Détenu depuis 2022, l'ancien député a été reconnu coupable des faits de détournement de deniers publics portant sur 15 milliards de francs guinéens, don de la République populaire de Chine pour la construction du siège de l'Assemblée nationale, et de corruption. Des faits qu'il n'a jamais reconnu.
Déclaré coupable des faits de détournement de deniers publics, enrichissement illicite et corruption, Michel Kamano, premier questeur de la même législature, à l'étranger pour des raisons de santé, a écopé de cinq ans de prison, le paiement d'une amende de quatre milliards de francs guinéens et la confiscation de tous ses biens.

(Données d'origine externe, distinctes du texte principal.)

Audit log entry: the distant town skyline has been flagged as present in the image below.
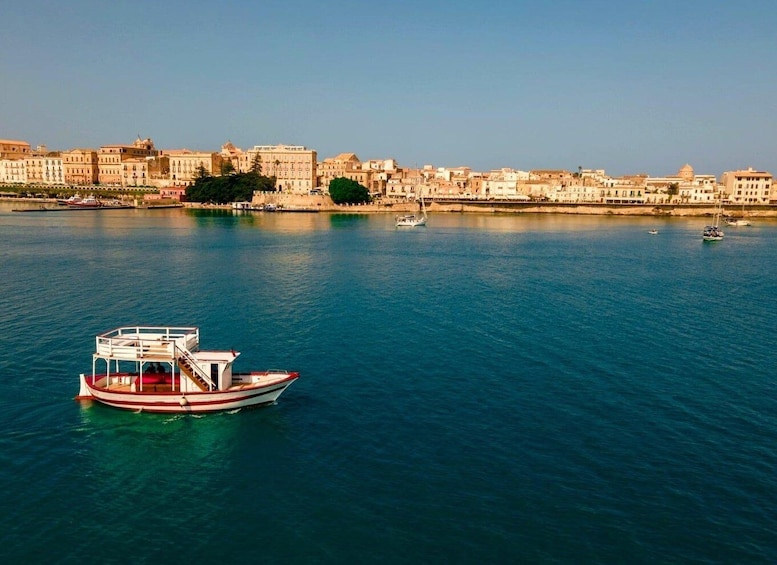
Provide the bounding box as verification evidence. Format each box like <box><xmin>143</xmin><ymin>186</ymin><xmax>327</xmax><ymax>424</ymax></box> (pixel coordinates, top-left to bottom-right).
<box><xmin>0</xmin><ymin>0</ymin><xmax>777</xmax><ymax>176</ymax></box>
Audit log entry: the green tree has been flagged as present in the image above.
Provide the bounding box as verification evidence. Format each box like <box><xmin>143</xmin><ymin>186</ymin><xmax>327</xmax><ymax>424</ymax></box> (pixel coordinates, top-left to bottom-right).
<box><xmin>329</xmin><ymin>177</ymin><xmax>370</xmax><ymax>204</ymax></box>
<box><xmin>194</xmin><ymin>163</ymin><xmax>210</xmax><ymax>181</ymax></box>
<box><xmin>186</xmin><ymin>173</ymin><xmax>275</xmax><ymax>204</ymax></box>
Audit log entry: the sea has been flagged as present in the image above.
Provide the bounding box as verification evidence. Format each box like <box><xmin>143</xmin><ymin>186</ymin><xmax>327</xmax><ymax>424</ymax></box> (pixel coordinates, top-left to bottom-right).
<box><xmin>0</xmin><ymin>203</ymin><xmax>777</xmax><ymax>564</ymax></box>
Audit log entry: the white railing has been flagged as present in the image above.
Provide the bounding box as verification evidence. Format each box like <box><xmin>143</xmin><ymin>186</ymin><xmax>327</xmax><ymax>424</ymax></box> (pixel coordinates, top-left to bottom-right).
<box><xmin>177</xmin><ymin>347</ymin><xmax>216</xmax><ymax>390</ymax></box>
<box><xmin>96</xmin><ymin>326</ymin><xmax>200</xmax><ymax>359</ymax></box>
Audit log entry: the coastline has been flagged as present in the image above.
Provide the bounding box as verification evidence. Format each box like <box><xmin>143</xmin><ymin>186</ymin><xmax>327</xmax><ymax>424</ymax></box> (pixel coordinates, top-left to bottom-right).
<box><xmin>6</xmin><ymin>193</ymin><xmax>777</xmax><ymax>218</ymax></box>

Un mandat d'arrêt décerné contre lui. N'ayant jamais assisté à aucune audience.
Poursuivie pour les mêmes faits, Zenab Camara, l'ancienne deuxième questeur a, quant à elle, été déclarée non coupable.
Reconnu coupable de corruption d'agents publics, l'opérateur économique chinois Kim a pour sa part écopé d'un an de prison avec sursis et au payement d'une amende de dix millions de nos francs.
Ce n'est pas tout. Tous les trois déclarés coupables ont été solidairement condamnés au payement de cinq (5) milliards de francs guinéens de dommages-intérêts au profit de l'État guinéen.
Quoique la cour ait prononcé la main levée sur les biens de Damaro, son avocat a rejeté la décision rendue et annoncé qu'il va faire appel.
Le procureur spécial près la CRIEF s'est montré plutôt satisfait de la décision rendue ce lundi 02 décembre 2024, estimant que l'État guinéen a été rétabli dans ses droits.